By James Harper, Executive Sponsor of Rule of Law and CSR at Legal Futures’ Associates LexisNexis UK
Jury trials sit at the heart of the criminal justice system in England and Wales. The opportunity to put your case before 12 of your peers is so fundamental to how we enact justice, many consider it to be a constitutional right. The Government’s recent proposal to suspend jury trials is a potential threat to the Rule of Law – i.e. a legal system that treats everyone equally and which you can access, no matter who you are.
Restricting access to jury trials for certain offences would damage these rights for many citizens – a huge number of whom have already had to wait an inordinate length of time to have their case heard. Whether accused or victim, this is a huge mental and emotional burden which should not be happening in a modern, first world country.
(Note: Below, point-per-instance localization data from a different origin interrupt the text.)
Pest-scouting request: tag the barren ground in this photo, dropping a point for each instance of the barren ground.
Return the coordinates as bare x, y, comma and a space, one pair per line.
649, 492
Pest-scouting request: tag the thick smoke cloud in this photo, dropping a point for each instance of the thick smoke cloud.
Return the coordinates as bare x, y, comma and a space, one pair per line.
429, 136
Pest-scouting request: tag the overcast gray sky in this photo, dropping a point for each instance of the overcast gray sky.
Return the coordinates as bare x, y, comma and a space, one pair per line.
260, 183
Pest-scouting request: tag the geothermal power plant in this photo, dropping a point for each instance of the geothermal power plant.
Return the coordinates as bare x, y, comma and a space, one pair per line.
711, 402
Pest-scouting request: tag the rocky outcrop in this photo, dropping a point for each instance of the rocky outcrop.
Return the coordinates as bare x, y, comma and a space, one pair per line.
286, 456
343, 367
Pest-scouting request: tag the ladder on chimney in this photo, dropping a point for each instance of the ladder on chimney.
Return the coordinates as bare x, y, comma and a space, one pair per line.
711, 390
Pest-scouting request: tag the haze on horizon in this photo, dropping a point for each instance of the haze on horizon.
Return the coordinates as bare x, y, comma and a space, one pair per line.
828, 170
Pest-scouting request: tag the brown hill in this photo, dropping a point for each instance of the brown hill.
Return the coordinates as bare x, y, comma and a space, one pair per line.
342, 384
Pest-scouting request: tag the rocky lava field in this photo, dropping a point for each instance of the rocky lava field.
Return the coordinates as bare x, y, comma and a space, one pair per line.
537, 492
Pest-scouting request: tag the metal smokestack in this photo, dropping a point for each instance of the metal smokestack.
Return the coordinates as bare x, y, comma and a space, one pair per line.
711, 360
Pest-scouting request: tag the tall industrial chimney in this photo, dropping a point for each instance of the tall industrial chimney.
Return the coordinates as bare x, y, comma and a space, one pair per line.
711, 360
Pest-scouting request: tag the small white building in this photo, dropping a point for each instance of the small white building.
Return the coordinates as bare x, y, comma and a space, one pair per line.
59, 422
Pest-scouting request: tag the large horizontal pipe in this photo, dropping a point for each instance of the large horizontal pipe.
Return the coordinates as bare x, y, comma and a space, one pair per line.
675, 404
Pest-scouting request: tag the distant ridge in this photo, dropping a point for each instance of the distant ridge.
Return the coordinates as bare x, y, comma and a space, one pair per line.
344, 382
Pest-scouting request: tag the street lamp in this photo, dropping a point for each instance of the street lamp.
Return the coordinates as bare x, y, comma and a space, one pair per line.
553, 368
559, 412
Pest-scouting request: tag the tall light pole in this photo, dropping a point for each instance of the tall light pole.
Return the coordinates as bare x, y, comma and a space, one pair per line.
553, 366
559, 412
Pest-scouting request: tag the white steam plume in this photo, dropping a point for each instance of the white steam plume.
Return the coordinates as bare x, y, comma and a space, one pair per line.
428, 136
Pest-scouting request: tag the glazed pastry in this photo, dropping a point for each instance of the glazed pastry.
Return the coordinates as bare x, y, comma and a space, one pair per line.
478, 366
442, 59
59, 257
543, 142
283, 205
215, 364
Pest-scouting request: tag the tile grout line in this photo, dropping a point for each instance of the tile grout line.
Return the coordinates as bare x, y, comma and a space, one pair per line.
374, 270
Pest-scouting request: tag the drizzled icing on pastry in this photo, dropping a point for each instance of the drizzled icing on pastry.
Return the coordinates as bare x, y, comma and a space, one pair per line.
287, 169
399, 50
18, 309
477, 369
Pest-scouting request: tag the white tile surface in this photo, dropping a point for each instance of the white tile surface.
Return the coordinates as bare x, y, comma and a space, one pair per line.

Part of the excuse for this extraordinary move is the backlog of cases in the magistrates and criminal courts of England and Wales, arising as a direct result of COVID-19. While COIVD-19 restrictions have led to an increase, approximately 97% of the backlog in the Crown Courts pre-dates COVID-19 lockdowns. In the Magistrates Courts, over 80% of the backlog pre-dates COVID-19.
We have to be clear: the pandemic is not the cause of the backlog or the dysfunctional criminal justice system. Instead, years of underinvestment in justice, in legal aid, in the court system, together with reduced sitting days and court closures, have all left a legacy which has only been exacerbated by the current crisis.
The right to trial by your peers is one way of guaranteeing fair treatment. However, removing jury trials would have a hugely disproportionate impact on Black citizens (and, indeed, all those across the BAME community) – at the very moment when we are discussing the inequality of rights arising from years of systemic racism.
BAME individuals are over-represented in the criminal justice system – they are far more likely to end up in the courts. A study by Professor Cheryl Thomas found that “…there is good evidence that members of BAME groups are over-represented at virtually every stage of the criminal justice process in England and Wales relative to their representation in the general population”.
Another study by Professor Thomas found that jury conviction rates showed few differences based on the ethnicity of the defendant – in other words, jury trials are likely to treat people the same regardless of race.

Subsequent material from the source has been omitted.